14 Yet it was kind of you to share] my trouble. 15 And you Philippians yourselves know that in the beginning of the gospel, when I left Macedonia, no church entered into partnership with me in giving and receiving, except you only. 16 Even in Thessalonica you sent me help for my needs once and again. 17 Not that I seek the gift, but I seek the fruit that increases to your credit.
Recipients of kindness should express their gratitude. If you don’t want to be perceived in the image of a beggar or mooch – when someone is generous to you, express your sincere gratitude. Make certain they know how much you appreciate the gift.
The local church in Philippi had been long-term supporters of Paul, to the full extent of their ability. He couldn’t say enough about their kindness.
The support of the church at Philippi to Paul, had been singular!
“No church” entered into partnership with him except Philippi. Clearly, this was not a case where churches funneled money through the church at Philippi (common today: the sponsoring church arrangement).

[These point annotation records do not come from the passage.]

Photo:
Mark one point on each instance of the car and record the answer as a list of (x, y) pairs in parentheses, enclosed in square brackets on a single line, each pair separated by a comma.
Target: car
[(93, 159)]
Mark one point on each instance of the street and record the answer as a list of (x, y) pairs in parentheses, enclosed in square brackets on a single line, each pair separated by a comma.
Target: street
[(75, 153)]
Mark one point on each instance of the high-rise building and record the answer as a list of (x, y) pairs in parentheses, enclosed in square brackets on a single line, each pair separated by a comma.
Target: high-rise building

Paul was overjoyed to receive from the generosity and selfless dedication of the Christians in Philippi.
Even when Paul was in Thessalonica (and not having a pleasant experience), the Christians in Philippi came to his aid, “once and again.”
And, for the sake of clarity, Paul stresses: “Not that I seek the gift, but I seek the fruit that increases to your credit.”

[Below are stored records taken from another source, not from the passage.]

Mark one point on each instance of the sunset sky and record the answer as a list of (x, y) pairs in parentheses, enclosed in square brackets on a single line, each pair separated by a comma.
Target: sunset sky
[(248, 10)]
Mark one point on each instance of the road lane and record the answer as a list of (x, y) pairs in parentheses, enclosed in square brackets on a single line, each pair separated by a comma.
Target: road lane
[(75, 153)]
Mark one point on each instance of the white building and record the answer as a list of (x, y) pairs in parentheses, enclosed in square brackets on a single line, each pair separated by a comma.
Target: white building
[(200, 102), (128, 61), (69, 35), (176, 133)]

Paul’s interest in and his commendation of their generosity was not simply that he wanted support. No. It was his interest in the blessings they received from their giving. Generosity helps the giver as much or more than the recipient.
Application: Churches today with the ability should carefully consider faithful men who preach the gospel and their needs. Faithful men who receive such support ought to be thankful to God, there are people making sacrifices for their need.